Three weeks ago, I wrote the story of In the Air Tonight which was inspired by Phil Collins’ marriage break up. Phil said, “Some people were surprised that I would write about it, but that really is what writing songs is all about.” The writer of this week’s choice was in a similar boat regarding a relationship and went on to say, “There is no such thing as a bad break-up,” I guess that’s true if it help write a successful song and it makes you rich.
That songwriter was the Ebbw Vale-born Mark E. Nevin the founding member of Fairground Attraction in 1987 alongside Glaswegian lead singer Eddi Reader, guitarist Simon Edwards and drummer Roy Dodds. Edwards had previously been a member of Red Box who had a top three hit in 1985 with Lean on Me.
Eddi, who was born Sadenia Reader, never craved the limelight and said, “I used to hide behind big glasses, wear wigs and silly plastic skirts. The idea was to distract attention from me, but of course it did exactly the opposite.” She was the daughter of a welder and grew up listening to The Beatles and Elvis. It was only when the family moved to Irvine, that she realised what she wanted to do. “When I was 17, I went to an Irvine folk club. I had never heard folk music before. I had never heard unaccompanied singing and storytelling songs, certainly not in a Scottish accent. That’s when I realised it was something I could do.” After studying at Glasgow Art School, she became a busker and travelled around Europe with a circus. On her return, she moved to London and became a backing singer for the Eurythmics and Alison Moyet before meeting guitarist Mark Nevin.
Mark recalled, “I was in a band called Jane Aire & the Belvederes and one night there was a fight at this club and all the band got beaten up except me and the singer. We then needed a new backing singer, so Eddi turned up, but she was better than our lead singer.”
Mark wrote Perfect long before Fairground Attraction formed. He was living in a grotty bedsit in Cricklewood, north London with a girlfriend. He explained in an interview with Songwriting how the song came about, “I was lying in bed in the middle of the night thinking ‘She’s got to go, she’s just not the one for me. You know that horrible, gnawing feeling when you know you’ve got to do that ‘thing’? So I’m lying there looking at the ceiling and thinking, ‘I don’t want this half-hearted thing. Next time I’m going to get it right’ so the next morning I went to my notebook and wrote some of those thoughts. I had a melody but it wasn’t quite right, it was a bit reggae-ish and not very good and was never going to amount to anything so I left it there in that book.”

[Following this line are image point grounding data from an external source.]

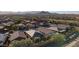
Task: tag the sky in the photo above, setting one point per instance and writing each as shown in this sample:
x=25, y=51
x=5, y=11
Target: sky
x=39, y=5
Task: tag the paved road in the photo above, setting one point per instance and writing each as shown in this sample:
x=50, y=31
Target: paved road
x=74, y=43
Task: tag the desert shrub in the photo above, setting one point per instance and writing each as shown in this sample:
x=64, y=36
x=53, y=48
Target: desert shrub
x=21, y=43
x=36, y=39
x=58, y=38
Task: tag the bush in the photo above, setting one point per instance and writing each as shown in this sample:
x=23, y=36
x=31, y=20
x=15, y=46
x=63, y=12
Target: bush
x=36, y=39
x=22, y=43
x=58, y=39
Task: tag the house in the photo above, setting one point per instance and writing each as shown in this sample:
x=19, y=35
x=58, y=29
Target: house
x=63, y=28
x=33, y=33
x=3, y=39
x=17, y=35
x=53, y=29
x=46, y=32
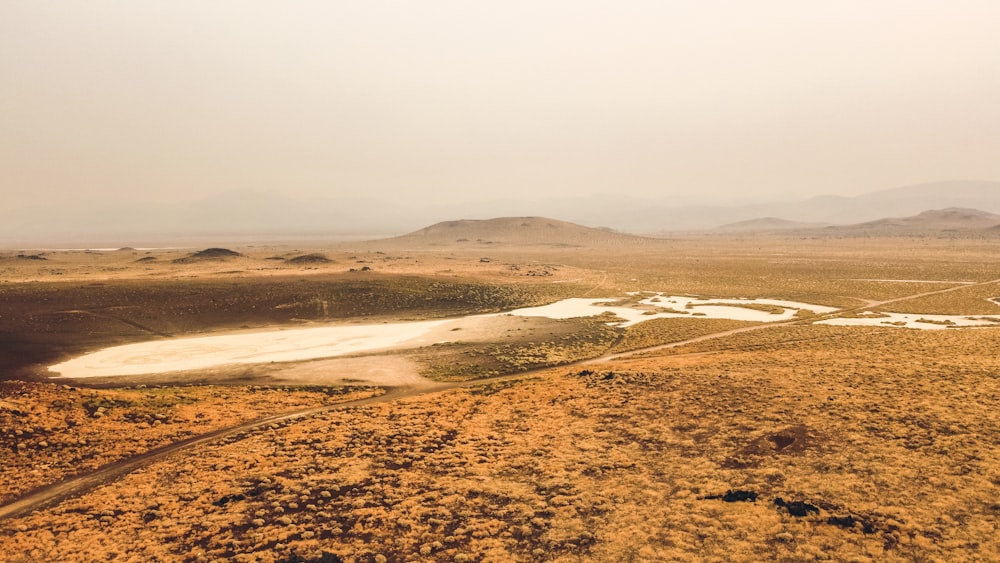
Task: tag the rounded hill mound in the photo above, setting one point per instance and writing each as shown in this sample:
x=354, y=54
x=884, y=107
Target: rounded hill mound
x=515, y=231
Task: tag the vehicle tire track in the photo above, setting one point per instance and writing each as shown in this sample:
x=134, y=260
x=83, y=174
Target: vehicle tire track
x=74, y=486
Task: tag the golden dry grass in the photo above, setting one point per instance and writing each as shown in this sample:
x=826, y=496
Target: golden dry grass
x=890, y=434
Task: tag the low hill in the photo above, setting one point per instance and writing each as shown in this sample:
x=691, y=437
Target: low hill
x=766, y=224
x=207, y=255
x=937, y=221
x=514, y=231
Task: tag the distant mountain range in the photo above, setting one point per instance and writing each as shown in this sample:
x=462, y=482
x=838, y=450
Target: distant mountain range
x=247, y=214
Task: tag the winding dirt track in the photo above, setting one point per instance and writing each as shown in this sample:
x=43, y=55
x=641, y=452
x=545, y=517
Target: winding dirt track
x=74, y=486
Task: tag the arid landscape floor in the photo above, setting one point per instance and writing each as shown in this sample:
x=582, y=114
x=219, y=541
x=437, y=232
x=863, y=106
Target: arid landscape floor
x=514, y=438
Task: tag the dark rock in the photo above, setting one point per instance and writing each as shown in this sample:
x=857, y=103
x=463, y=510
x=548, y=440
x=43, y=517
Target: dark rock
x=796, y=507
x=842, y=521
x=740, y=496
x=309, y=259
x=229, y=498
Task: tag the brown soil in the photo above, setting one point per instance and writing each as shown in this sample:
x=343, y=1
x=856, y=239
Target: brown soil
x=786, y=443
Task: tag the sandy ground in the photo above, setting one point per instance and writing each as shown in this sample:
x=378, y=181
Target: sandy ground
x=791, y=443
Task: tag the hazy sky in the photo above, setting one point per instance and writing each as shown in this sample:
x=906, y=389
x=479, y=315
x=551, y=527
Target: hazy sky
x=481, y=100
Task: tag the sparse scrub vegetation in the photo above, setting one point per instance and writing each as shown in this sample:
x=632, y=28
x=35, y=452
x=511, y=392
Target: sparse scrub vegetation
x=789, y=443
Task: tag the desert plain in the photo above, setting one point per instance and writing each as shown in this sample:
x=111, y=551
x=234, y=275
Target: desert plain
x=502, y=437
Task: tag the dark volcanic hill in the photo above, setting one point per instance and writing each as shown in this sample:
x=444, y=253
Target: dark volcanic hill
x=514, y=231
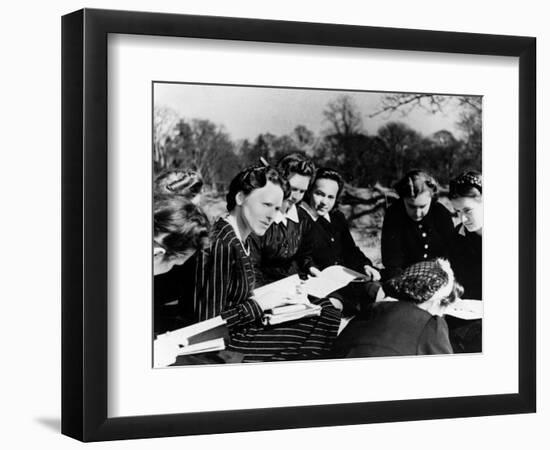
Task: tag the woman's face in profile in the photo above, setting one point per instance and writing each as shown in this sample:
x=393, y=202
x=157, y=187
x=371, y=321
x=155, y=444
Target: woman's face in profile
x=417, y=207
x=323, y=196
x=163, y=261
x=470, y=212
x=298, y=187
x=258, y=209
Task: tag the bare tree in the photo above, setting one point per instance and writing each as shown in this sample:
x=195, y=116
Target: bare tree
x=398, y=138
x=344, y=117
x=164, y=130
x=405, y=103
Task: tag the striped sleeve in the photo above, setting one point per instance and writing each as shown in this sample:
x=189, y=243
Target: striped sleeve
x=214, y=296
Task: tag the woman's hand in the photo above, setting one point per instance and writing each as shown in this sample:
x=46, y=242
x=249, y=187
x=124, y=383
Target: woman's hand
x=372, y=273
x=336, y=303
x=314, y=271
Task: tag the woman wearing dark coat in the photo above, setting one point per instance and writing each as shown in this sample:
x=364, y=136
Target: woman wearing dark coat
x=412, y=325
x=416, y=227
x=225, y=279
x=282, y=251
x=465, y=192
x=331, y=242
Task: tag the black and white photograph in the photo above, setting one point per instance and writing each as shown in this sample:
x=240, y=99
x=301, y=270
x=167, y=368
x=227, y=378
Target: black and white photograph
x=294, y=224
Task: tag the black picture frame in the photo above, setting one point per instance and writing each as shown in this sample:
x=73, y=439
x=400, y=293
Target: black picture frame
x=84, y=224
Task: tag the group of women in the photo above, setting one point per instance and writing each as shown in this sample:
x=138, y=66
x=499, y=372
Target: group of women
x=284, y=220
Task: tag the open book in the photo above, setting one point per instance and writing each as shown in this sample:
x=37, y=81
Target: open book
x=331, y=279
x=202, y=337
x=293, y=293
x=465, y=309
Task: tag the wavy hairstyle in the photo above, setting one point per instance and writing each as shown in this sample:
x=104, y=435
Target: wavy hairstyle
x=183, y=225
x=414, y=183
x=182, y=182
x=296, y=163
x=251, y=178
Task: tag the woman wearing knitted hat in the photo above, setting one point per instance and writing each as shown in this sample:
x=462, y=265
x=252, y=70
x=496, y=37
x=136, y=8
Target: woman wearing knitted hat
x=465, y=192
x=416, y=227
x=412, y=325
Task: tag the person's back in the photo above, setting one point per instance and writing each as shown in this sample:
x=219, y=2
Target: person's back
x=395, y=328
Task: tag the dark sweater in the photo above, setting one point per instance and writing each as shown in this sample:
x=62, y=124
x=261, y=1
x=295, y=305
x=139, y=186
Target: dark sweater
x=332, y=243
x=466, y=262
x=405, y=242
x=394, y=328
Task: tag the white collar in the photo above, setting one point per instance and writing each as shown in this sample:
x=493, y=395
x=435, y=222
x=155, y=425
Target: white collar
x=310, y=211
x=291, y=214
x=233, y=222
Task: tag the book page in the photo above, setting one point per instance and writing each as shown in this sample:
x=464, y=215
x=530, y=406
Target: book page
x=331, y=279
x=465, y=309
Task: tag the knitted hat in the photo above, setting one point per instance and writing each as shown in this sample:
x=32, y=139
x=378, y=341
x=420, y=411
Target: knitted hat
x=422, y=281
x=466, y=180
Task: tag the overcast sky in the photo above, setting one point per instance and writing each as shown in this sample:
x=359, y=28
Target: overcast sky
x=245, y=112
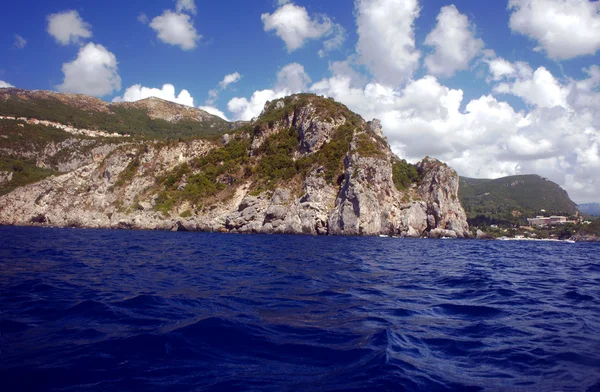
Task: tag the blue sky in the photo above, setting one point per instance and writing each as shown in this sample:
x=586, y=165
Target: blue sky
x=493, y=88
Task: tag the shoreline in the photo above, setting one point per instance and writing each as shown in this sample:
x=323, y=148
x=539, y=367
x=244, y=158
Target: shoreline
x=570, y=240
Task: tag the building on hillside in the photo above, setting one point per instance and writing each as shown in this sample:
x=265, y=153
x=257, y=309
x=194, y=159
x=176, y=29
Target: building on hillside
x=547, y=221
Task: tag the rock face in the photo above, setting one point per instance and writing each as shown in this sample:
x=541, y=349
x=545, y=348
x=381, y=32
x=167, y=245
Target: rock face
x=147, y=185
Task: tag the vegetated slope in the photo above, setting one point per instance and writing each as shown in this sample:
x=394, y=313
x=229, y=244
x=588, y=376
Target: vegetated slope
x=306, y=165
x=511, y=200
x=590, y=208
x=150, y=118
x=591, y=229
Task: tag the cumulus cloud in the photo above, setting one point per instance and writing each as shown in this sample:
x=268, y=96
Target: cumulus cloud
x=143, y=18
x=20, y=42
x=563, y=28
x=539, y=88
x=557, y=137
x=186, y=6
x=214, y=111
x=176, y=29
x=67, y=27
x=454, y=43
x=291, y=79
x=386, y=38
x=93, y=72
x=167, y=92
x=294, y=26
x=229, y=79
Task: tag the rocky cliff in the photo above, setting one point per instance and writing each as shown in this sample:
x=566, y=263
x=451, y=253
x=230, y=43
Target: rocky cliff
x=306, y=165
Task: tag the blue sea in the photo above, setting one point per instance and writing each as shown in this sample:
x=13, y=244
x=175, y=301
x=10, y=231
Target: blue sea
x=102, y=310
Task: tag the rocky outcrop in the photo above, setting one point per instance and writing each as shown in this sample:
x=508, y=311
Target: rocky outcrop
x=122, y=185
x=439, y=189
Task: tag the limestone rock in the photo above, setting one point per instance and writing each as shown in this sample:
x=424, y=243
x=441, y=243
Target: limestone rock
x=121, y=185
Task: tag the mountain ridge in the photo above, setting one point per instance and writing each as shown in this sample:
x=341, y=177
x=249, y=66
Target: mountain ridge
x=307, y=165
x=151, y=117
x=512, y=199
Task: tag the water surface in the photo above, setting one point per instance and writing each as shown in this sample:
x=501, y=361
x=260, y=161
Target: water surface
x=139, y=310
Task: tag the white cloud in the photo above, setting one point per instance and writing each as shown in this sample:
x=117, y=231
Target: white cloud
x=294, y=26
x=500, y=68
x=563, y=28
x=291, y=79
x=167, y=92
x=186, y=6
x=559, y=137
x=214, y=111
x=67, y=27
x=176, y=29
x=93, y=72
x=539, y=88
x=20, y=42
x=229, y=79
x=338, y=36
x=386, y=38
x=454, y=41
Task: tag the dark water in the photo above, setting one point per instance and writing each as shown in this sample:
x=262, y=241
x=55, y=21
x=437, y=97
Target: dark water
x=120, y=310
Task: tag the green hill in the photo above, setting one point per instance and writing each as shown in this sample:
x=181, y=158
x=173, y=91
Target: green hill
x=593, y=228
x=590, y=208
x=510, y=200
x=149, y=118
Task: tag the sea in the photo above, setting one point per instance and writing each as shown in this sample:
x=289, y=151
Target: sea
x=110, y=310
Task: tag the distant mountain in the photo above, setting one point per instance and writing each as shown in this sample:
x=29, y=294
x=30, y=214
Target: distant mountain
x=150, y=118
x=590, y=208
x=512, y=199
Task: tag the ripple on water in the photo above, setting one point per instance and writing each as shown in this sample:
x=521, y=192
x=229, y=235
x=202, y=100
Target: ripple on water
x=123, y=310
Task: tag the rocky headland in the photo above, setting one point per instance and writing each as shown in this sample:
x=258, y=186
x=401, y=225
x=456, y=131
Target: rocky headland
x=307, y=165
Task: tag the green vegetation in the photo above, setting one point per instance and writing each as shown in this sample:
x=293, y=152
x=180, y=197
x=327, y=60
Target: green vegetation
x=17, y=135
x=590, y=209
x=593, y=228
x=366, y=146
x=404, y=174
x=128, y=173
x=325, y=108
x=510, y=200
x=23, y=172
x=119, y=119
x=205, y=176
x=277, y=163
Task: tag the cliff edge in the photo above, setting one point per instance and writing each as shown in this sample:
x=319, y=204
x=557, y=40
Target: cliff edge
x=306, y=165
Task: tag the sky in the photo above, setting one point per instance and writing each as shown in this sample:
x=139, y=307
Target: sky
x=493, y=88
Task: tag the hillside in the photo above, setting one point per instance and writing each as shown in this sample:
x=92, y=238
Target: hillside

Not long after, Mark was in American staying in an apartment in Akron, Ohio and found himself in the same situation, “I was with another girlfriend and thought, ‘Oh no, she’s got to be fired as well!’ then I remembered the song in the book and this time the melody came straight away and that’s when I finished the song.” His girlfriend at that time was a singer and he got her to sing the demo. He returned to the UK and hooked up with Eddi and began doing a few gigs around the London area. One night at a gig in a pub on the Balls Pond Road in Islington, everyone was singing the chorus and Mark thought at that point that he must have plagiarised the song. Someone in that audience said to Mark, if you release that as a single it’ll be number one. A year later it was.
In the early days that song closed the set, Eddi explained why, “We used it at the end of the set to cheer everyone up because the rest of the songs were full of angst, break-up and love gone wrong, so Perfect was thrown in at the end of the hour to make everyone dance a little bit.”
They recorded the album, The First of a Million Kisses in 1987, which went to number two, and Mark was surprised it became so popular. “It’s just about having girlfriends that haven’t really worked out. You get into a relationship and go along with it in a half-hearted attitude and then you think, well, it’s time to stop messing about and get it right this time. Find that perfect one.”
The follow-up single, Find My Love, reached number seven but A Smile in a Whisper and Clare failed to reach the same audience and when the next album, Any Fond Kiss, failed to make the Top 50, the band broke up. Mark returned to writing songs and penned hits for Morrissey, Carleen Anderson and Kirsty MacColl. Eddi had two children before launching a solo career and had two Top 40 hits, Patience of Angels and a cover of Gene Pitney’s Town without Pity. In 2003, she moved back to Glasgow declaring she was sick of the music business. 10 years later, she married John Douglas, a songwriter and member of The Trashcan Sinatras.
Perfect didn’t really crack America however, in 1990, Baillie & the Boys, a country band from New Jersey, took Perfect into the top 30 in the US country chart. The song won a Brit Award, and was also used in a TV ad campaign for ASDA which earned Mark a reputed £100,000 a year for four years.